By Jay Weaver
From Miami Herald
A stolen outboard motor–it is the bane for boaters.
About 600 high-priced outboard engines were stolen in Southwest Florida and other parts of the state, and then fenced through a Miami-area freight forwarder that illegally exported them to Mexico, according to a new federal indictment.
The indictment filed at Miami Federal Court does not indicate whether outboard engines were taken from boats that had been stripped down and kept in homes or marinas. However, the staggering number of them is remarkable in an area where boating is very popular.
Prosecutors don’t put a price tag on the pilfered outboard engines, but each can cost from $15,000 to $50,000 depending on the brand, make and horsepower. Authorities say they are a high-demand item on the Florida black market.
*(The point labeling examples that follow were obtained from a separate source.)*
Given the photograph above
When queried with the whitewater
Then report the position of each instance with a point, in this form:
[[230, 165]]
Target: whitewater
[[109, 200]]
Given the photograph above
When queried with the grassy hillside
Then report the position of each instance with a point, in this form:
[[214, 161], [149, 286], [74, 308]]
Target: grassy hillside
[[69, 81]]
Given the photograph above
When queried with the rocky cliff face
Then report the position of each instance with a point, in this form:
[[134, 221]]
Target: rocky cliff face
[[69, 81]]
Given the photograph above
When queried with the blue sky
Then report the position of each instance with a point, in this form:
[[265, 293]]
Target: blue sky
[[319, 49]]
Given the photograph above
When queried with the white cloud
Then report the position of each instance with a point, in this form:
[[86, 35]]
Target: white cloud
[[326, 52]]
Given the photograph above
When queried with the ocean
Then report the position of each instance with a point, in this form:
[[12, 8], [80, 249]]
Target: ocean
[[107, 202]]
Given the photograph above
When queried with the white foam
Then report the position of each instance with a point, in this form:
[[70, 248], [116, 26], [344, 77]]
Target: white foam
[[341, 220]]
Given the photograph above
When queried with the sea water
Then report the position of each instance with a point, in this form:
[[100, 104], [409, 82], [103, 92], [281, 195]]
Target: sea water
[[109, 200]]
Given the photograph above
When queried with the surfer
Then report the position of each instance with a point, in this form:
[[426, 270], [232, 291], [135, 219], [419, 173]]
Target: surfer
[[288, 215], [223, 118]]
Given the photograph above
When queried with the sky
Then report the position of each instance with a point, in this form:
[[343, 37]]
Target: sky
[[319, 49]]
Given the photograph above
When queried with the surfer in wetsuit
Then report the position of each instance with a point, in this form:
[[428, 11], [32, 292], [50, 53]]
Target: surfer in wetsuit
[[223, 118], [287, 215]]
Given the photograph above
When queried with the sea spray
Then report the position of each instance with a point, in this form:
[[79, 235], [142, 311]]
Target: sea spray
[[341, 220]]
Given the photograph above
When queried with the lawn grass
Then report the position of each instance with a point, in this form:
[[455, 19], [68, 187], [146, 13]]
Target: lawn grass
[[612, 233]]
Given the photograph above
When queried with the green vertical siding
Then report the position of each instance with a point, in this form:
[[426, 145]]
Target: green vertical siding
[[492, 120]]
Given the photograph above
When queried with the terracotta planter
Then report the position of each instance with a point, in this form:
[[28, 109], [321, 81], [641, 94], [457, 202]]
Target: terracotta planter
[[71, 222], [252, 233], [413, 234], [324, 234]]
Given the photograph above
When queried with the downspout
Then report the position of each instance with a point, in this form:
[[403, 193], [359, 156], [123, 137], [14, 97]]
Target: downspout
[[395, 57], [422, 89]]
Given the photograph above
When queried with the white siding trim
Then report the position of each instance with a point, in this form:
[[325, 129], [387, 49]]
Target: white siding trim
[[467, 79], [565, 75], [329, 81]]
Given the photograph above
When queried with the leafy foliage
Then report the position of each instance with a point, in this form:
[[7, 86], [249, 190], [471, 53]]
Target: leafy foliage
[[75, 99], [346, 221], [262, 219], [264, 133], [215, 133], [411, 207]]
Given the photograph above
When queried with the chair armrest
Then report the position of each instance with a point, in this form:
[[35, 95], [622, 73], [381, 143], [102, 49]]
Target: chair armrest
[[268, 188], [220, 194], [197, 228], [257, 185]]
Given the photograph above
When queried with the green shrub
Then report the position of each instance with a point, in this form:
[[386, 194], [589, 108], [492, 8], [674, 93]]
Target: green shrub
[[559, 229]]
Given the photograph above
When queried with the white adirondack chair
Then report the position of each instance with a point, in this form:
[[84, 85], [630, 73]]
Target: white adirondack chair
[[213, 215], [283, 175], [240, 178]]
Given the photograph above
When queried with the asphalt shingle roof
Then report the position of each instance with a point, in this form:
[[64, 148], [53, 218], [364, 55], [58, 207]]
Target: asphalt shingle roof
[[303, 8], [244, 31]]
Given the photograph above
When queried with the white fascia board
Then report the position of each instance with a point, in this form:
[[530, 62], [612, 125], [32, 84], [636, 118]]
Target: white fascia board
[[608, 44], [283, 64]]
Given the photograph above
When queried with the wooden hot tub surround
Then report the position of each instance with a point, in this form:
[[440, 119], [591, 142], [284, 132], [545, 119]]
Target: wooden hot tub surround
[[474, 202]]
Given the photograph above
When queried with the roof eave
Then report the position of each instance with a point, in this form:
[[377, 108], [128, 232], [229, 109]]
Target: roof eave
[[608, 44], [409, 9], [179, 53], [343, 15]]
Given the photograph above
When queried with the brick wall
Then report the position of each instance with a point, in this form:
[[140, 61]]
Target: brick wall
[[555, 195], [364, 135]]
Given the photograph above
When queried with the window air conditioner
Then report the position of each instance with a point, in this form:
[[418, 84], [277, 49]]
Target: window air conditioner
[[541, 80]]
Three of the suspects in the new Miami case have already surrendered and been granted bonds: Nadia Esperanza Ledesma, 45, president of Doral-based Netcycle Trading Corp.; her husband, Carlos Orlando Ledesma, 56, Netcycle’s warehouse manager; and Roberto Marrero-Cisneros, 65, who is accused of sticking false serial numbers on the engines but did not work for the couple’s freight-forwarding business. All of them are from Miami.
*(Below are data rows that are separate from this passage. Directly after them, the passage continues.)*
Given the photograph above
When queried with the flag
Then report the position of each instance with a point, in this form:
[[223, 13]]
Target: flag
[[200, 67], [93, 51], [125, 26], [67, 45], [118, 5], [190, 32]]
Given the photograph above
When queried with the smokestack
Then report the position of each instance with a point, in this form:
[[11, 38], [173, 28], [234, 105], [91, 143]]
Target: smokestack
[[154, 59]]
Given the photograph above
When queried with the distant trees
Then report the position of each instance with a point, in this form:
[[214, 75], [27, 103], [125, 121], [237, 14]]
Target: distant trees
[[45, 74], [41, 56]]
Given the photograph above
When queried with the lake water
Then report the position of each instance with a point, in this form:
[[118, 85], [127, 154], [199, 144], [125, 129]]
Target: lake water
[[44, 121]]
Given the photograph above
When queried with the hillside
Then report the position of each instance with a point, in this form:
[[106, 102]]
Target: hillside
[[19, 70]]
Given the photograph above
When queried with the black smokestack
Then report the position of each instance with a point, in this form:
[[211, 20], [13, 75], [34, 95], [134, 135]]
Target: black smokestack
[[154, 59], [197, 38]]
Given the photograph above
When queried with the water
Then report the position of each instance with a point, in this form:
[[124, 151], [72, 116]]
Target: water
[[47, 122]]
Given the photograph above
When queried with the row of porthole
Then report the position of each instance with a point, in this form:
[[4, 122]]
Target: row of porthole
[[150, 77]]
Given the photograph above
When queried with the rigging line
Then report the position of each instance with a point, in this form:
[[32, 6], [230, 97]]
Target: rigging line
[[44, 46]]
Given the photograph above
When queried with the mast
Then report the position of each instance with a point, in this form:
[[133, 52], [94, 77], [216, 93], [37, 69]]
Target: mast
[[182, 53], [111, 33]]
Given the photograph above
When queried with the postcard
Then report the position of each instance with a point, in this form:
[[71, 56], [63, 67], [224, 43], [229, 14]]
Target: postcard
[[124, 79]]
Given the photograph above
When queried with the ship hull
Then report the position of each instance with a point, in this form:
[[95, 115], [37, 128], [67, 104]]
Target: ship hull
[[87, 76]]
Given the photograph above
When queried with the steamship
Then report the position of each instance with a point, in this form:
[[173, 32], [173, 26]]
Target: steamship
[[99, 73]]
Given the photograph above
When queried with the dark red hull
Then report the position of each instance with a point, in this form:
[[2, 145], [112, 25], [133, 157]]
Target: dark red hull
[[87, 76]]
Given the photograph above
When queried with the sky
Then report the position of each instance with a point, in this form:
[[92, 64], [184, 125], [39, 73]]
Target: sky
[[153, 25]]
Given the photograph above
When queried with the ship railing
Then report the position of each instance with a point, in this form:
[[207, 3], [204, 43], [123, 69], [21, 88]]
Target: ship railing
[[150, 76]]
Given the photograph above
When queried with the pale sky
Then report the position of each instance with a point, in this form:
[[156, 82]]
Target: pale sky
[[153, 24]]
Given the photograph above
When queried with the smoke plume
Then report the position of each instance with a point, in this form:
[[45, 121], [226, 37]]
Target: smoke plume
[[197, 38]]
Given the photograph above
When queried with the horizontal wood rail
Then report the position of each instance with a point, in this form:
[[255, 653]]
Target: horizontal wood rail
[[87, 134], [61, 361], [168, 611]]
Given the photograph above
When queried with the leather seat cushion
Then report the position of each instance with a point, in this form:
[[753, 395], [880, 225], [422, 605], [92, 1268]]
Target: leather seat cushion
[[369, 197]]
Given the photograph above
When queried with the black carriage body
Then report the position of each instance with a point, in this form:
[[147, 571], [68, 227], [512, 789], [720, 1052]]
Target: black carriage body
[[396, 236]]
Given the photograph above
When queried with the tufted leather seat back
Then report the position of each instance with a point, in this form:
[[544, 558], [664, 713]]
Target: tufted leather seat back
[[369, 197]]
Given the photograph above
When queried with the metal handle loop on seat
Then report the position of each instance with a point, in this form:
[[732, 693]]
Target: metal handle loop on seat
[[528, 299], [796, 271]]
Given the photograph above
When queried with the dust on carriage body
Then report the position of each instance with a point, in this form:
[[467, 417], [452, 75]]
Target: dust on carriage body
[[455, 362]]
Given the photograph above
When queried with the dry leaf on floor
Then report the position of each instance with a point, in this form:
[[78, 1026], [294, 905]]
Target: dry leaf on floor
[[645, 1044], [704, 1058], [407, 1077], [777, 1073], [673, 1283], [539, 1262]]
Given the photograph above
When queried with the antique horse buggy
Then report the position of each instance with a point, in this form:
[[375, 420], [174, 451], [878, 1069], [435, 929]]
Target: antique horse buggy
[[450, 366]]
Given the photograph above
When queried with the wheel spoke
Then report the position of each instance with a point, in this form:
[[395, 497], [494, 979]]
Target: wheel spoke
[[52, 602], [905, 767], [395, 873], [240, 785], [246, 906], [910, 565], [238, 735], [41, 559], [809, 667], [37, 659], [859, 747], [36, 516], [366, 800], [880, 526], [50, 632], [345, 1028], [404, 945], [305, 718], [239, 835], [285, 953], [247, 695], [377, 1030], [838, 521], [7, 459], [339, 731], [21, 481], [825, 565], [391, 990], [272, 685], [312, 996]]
Osmania Valdivia, of Lehigh Acres is still at large. She is charged with paying cash to export the outboard engines Valdivia, and other thieves, delivered to the Doral freight line.
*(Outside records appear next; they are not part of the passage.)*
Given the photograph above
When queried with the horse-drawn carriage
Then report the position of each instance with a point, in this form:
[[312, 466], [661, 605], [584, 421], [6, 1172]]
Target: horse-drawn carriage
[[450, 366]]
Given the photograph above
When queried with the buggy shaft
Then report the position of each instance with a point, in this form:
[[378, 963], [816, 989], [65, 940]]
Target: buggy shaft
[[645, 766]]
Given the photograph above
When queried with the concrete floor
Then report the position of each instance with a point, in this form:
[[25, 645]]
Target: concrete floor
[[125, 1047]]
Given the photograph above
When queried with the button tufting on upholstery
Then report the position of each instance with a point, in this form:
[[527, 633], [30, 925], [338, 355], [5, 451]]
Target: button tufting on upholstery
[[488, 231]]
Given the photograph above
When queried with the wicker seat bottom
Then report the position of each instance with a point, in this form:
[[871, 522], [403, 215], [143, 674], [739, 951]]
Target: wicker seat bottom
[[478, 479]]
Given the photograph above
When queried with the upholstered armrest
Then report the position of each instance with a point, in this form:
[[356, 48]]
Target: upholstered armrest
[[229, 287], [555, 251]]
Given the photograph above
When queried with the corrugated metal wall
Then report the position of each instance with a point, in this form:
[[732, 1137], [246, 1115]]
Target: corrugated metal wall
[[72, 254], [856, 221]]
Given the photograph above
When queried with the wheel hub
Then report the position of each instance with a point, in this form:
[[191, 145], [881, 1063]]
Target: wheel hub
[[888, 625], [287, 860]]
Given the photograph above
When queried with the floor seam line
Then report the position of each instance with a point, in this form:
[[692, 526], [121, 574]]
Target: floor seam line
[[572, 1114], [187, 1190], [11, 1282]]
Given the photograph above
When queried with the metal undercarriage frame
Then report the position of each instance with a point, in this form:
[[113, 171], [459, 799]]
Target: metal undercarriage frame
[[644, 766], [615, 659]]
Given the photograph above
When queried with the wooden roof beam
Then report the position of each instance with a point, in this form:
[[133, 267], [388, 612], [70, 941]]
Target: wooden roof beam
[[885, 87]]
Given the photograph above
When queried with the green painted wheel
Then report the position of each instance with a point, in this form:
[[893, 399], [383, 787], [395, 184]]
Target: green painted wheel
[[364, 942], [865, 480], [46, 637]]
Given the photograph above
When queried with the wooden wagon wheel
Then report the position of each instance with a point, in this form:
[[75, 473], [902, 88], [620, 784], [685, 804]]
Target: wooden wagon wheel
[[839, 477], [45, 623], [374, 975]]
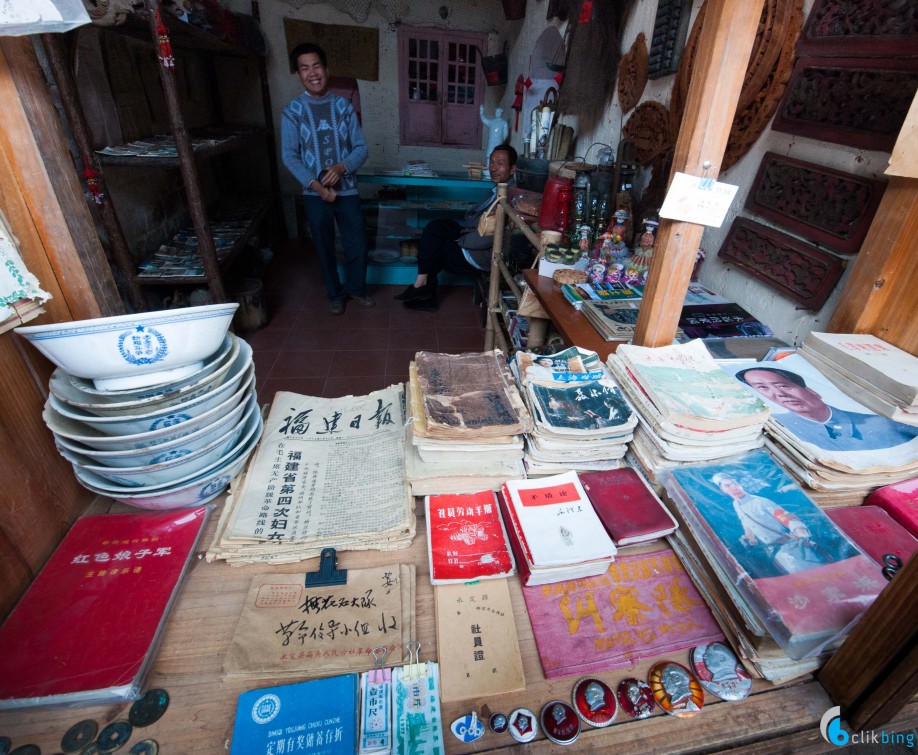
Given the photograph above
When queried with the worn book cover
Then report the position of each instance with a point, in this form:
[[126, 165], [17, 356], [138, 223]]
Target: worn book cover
[[87, 629], [477, 645], [318, 717], [466, 539], [642, 606], [630, 511], [801, 575]]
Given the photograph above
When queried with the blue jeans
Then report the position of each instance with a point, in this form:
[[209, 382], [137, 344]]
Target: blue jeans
[[322, 216]]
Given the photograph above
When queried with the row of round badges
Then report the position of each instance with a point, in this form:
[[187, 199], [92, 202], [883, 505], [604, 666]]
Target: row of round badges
[[672, 686], [81, 738]]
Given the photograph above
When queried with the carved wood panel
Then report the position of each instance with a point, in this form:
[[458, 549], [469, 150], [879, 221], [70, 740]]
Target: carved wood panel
[[879, 28], [799, 271], [860, 102], [825, 206]]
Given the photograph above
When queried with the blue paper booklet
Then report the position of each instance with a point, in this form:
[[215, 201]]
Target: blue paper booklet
[[317, 717]]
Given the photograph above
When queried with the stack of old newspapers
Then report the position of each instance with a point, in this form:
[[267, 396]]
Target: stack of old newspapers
[[467, 422], [690, 410], [826, 436], [582, 421]]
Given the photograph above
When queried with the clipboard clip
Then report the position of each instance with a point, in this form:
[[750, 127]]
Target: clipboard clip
[[328, 572]]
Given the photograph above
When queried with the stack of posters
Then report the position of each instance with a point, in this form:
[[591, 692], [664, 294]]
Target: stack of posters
[[301, 492], [467, 423], [582, 420], [554, 531], [689, 408], [882, 376], [788, 584], [834, 445]]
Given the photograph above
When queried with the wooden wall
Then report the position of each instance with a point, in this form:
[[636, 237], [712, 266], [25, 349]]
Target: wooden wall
[[42, 199]]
Renier Diaz De la Portilla (
Nadia Ledesma) said that Ledesmas own the family-owned shipping company for many years, and it is their main source of income. He said, “They did not do anything wrong.”
Carlos Ledesma’s lawyer Rick Yabor stated that he and Nadia “are keeping their innocence and reviewing evidence .”
Marrero-Cisneros’ lawyer, Peter Heller, declined to comment.
The indictment–built upon allegedly falsified records along with video surveillance footage–claims that Nadia and Carlos Ledesma received at least 20 stolen outboard engines from Valdivia and others and illegally shipped them to Mexico between 2015 and 2018. But prosecutors highlighted in a news release that the Ledesmas illegally exported about 600 stolen outboard engines to Mexico during that period.
According to the indictment, the Ledesmas along with their accomplices also made false export and bills of sales labels and submitted that information to the U.S. government. Prosecutors will have to prove that the Ledesmas were exporting outboard engines they had stolen from co-conspirators.
The investigation into the boat engine theft involved Homeland Security Investigations, the Coast Guard, and was prosecuted in the U.S. Attorney’s Office.
Florida is the state with most boat thefts. A CNBC analysis of records compiled by the Florida Fish and Wildlife Conservation Division showed a total of 811 engine thefts in 2016 compared with 643 in 2015. Yamahas accounted for half of the engine thefts.
The Miami region is the No. The country’s No. 1 location for theft boats is Miami, Fort Lauderdale and Orlando.
“Unfortunately with all the waterways in Miami-Dade County it’s a very target-rich area,” Miguel Espinosa, Miami-Dade police officer, told CNBC. It is easy to steal vessels, sad to add. Engines, particularly engines .”
In 2020, a Sarasota luxury boat building company Yellowfin Boats, reported that about $400,000 worth of equipment had been stolen while the store was closed over the Memorial Day weekend. To haul several outboard engines including those of Mercury and Yamaha, the thieves used a forklift. A white Isuzu flatbed truck with a Isuzu logo was also reported as stolen by Coating Application Technologies. The truck was suspected to have been transporting the Yellowfin outboard engines.